İsrail’in bu yaklaşımı, kuzeyde Kürt unsurlarla geliştirdiği stratejilere benzer bir model üzerine kurulu. Böylece, güney Suriye’deki operasyonlarını güvenlik ve istikrar açısından tatmin edici bir seçenek olarak değerlendiriyor ve sahada uygulanabilir bir çözüm olarak görüyor.

Bu strateji, gelecekte değişebilecek ittifaklara veya belirsiz güvence mesajlarına bel bağlamaktan ziyade, daha somut ve kontrol edilebilir bir yöntem olarak ön plana çıkıyor. Şaraa’nın son dönemde Dürzi heyetiyle yaptığı görüşmelerde ortaya koyduğu mesajlar, Suriye’nin gelecekte İsrail ile normalleşme sürecine dahil olabileceğine dair işaretler taşıyor olsa da, bu öngörülerin gerçekleşip gerçekleşmeyeceği belirsizliğini koruyor.

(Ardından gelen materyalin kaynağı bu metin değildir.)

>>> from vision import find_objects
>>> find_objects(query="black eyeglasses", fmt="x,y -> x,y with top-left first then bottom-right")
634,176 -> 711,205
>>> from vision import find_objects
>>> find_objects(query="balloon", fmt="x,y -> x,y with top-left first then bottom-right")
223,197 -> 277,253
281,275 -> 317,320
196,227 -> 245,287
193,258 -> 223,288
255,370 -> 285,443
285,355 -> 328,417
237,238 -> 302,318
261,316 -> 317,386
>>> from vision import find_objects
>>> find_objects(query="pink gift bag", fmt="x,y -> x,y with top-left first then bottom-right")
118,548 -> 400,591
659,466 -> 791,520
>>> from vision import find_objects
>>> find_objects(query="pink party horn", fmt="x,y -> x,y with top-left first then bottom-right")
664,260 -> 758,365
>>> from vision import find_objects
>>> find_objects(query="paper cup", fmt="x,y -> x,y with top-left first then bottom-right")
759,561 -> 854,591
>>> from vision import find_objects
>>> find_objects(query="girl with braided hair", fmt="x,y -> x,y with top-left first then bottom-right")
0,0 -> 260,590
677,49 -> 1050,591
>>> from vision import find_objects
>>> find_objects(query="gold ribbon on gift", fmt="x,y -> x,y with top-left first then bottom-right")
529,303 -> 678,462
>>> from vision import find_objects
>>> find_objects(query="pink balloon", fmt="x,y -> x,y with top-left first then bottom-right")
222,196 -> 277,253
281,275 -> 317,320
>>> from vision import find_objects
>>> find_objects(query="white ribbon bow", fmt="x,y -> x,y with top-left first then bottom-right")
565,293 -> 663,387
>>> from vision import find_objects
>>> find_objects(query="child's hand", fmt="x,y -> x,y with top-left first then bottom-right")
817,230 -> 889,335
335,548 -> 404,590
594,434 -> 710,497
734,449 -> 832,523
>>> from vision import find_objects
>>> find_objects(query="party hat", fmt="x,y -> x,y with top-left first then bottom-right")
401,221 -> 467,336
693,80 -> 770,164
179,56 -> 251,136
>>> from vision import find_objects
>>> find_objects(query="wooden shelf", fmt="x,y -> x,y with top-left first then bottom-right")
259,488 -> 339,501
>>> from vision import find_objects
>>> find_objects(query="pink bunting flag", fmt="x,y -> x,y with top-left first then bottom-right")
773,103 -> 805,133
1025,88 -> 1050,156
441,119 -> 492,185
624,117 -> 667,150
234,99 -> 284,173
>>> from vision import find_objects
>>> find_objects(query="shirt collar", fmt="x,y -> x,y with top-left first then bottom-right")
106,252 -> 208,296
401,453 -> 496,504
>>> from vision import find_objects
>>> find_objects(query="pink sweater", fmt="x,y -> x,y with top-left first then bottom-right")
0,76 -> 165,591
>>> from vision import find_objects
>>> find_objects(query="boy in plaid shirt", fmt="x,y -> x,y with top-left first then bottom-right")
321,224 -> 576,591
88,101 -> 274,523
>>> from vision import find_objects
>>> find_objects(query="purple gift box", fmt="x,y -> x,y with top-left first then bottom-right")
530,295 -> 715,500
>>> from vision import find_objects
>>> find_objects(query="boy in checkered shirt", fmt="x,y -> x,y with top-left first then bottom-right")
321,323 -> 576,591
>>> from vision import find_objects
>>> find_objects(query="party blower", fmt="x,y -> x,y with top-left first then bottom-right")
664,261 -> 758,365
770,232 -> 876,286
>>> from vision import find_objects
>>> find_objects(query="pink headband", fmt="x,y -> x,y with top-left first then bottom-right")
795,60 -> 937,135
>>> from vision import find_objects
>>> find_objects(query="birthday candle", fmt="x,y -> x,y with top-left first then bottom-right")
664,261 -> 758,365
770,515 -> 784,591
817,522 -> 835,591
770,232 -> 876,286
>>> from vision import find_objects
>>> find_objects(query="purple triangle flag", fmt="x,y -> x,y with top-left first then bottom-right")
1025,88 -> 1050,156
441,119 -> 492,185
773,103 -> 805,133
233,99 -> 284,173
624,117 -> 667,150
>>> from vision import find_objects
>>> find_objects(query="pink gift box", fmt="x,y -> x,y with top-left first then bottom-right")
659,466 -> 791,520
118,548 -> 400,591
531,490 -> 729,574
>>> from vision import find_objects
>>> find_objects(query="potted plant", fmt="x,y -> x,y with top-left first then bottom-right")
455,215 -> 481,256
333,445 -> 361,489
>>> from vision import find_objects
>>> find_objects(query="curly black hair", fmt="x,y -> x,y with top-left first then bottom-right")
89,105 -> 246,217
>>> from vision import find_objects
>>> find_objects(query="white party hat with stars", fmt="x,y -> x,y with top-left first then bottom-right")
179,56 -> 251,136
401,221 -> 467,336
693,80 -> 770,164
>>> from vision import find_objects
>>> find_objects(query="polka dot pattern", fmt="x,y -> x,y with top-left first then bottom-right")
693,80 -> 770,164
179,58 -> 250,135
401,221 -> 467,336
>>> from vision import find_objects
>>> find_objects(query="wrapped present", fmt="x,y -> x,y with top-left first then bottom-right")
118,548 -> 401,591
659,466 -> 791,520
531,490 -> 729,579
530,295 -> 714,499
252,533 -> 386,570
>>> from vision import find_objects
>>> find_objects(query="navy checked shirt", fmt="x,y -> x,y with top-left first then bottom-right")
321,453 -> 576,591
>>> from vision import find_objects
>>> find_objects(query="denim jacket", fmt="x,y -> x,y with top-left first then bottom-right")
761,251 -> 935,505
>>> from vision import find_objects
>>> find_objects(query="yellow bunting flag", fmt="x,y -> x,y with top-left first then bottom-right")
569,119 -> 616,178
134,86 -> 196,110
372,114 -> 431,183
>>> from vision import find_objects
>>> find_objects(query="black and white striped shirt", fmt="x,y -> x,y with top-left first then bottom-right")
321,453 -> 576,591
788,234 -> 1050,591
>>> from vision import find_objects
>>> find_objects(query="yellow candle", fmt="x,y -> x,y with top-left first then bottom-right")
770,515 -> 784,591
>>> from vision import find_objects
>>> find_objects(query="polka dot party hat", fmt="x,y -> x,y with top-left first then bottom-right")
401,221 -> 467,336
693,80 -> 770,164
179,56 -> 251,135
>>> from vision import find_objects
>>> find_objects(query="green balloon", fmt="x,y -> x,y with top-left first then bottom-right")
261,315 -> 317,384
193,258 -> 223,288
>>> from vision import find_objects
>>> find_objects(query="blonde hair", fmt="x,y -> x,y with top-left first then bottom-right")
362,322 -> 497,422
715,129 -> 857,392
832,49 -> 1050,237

Bu nedenle, Şaraa'nın güvenceleri ve verdiği mesajlar, İsrail’i planlarını değiştirmeye ikna etmek için yeterli görünmüyor. Tel Aviv, mevcut fırsatı değerlendirerek, uzun süredir hedeflediği parçalama planlarını hayata geçirmeye devam edecek.

Öte yandan, İsrail’in nihai hedefi, Suriye’de İsrail karşıtı olmayan ve tehditleri ortadan kaldırabilecek bir rejimin oluşmasıdır. Bu rejim, İsrail ile doğrudan normalleşme sürecine girsin ya da girmesin, Tel Aviv’in güvenlik kaygılarını giderebilecek bir yapıya sahip olmalıdır.

Bu yaklaşım, İsrail'in geçmişte Suriye'ye yönelik izlediği politikadan farklı bir stratejiye dayanıyor. Daha önce İsrail, Suriye'nin parçalanmasını teşvik ederek belirli bölgeleri doğrudan ya da dolaylı olarak kendi kontrolüne alma yolunda baskı uyguluyordu. Ancak günümüzde, güneyde oluşturduğu fiili kontrol alanıyla, Suriye’nin gelecekteki siyasi şekillenmesini beklemeyi ve buna göre hareket etmeyi tercih ediyor.